Tale “utilità generale”, va ulteriormente sottolineato, come non può essere ravvisata nell’esigenza di evitare il pericolo del costituirsi di oligopoli privati, il quale non sussiste e comunque, anche a volere aderire alle opinioni più pessimistiche, non è più grave di quello esistente per la stampa quotidiana e periodica, attività questa che nessuno osa pretendere di riservare allo Stato, cosi non è neppure ravvisabile nell’opportunità di realizzare il sopra menzionato progetto, tuttora in fase di elaborazione, di organizzare un servizio globale di telecomunicazioni. Lo Stato, infatti, ben può procedere alla sua realizzazione pur senza vietare gli impianti locali privati di televisione via cavo e senza comprimere le libertà garantite dagli art. 21 e 41 Costituzione.

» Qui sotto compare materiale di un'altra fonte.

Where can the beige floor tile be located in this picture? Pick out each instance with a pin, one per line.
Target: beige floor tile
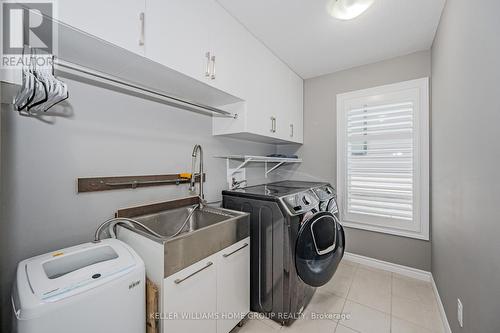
(403, 326)
(417, 313)
(347, 268)
(365, 319)
(413, 289)
(343, 329)
(328, 303)
(339, 284)
(254, 326)
(271, 323)
(372, 288)
(309, 325)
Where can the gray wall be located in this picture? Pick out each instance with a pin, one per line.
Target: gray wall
(319, 149)
(108, 134)
(465, 163)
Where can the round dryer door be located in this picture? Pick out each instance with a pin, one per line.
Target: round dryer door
(319, 249)
(332, 206)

Ciò non significa, peraltro, che il legislatore non possa disciplinare con legge l’installazione e l’esercizio delle reti private di televisione via cavo, essendo tale installazione od esercizio strettamente collegati ad interessi generali e dovendo perciò essere attuati in armonia e non in contrasto con i suddetti interessi.
Quindi, anche se non sussistono per le reti locali di televisione via cavo, come del resto per la generalità delle attività imprenditoriali, ragioni di “utilità generale” che ne giustifichino una riserva allo Stato, la loro installazione e il loro esercizio possono essere senz’altro legittimamente ed opportunamente disciplinati con legge, in modo da assicurare che, nel rispetto della libertà di manifestazione del pensiero e d’iniziativa economica, siano salvaguardati gli interessi pubblici, che, in varia guisa, possono entrare in giuoco.
All’uopo, pertanto, potrà stabilirsi che sia l’installazione sia l’esercizio siano subordinati ad autorizzazione amministrativa, da rilasciarsi ove sussistano le condizioni previste dalla legge.
Naturalmente, quando concorrano tali condizioni, l’autorizzazione è vincolata e non meramente discrezionale, con tutte le conseguenze che tale sua natura comporta nel nostro ordinamento.
5. – In conseguenza di quanto fin qui si è detto la riserva allo Stato dei .servizi radiotelevisivi via cavo, cosi come disposta dalle norme impugnate, risulta illegittima per il concorso di due fondamentali motivi: a) perché essa include anche attività che, nei sensi anzidetti, non possono essere sottratte all’iniziativa dei privati; b) perché, nella parte di legittima operatività, essa non soggiace ad una disciplina sufficiente a garantire il raggiungimento dei fini in vista dei quali la Costituzione la consente.
Va dichiarata, in conseguenza, nei sensi di cui in motivazione, l’illegittimità Costituzionale dell’art. 1 d. pres. 29 marzo 1973 n. 156, nella parte in cui riserva allo .Stato anche l’installazione e l’esercizio di reti locali di televisione via cavo; dell’art. 183 di detto decreto, nella parte in cui vieta l’installazione e l’esercizio di tali reti senza avere previamente ottenuto la relativa concessione; dell’art. 195 di tale decreto, nella parte in cui punisce tale installazione ed esercizio senza la previa concessione.
Per questi motivi, dichiara l’illegittimità costituzionale degli art. 1, 183 e 195 d. pres. 29 marzo 1973 n. 156 (col quale è stato approvato il testo unico delle disposizioni legislative in materia postale, di bancoposta e di telecomunicazioni), nelle parti relative ai servizi di televisione via cavo.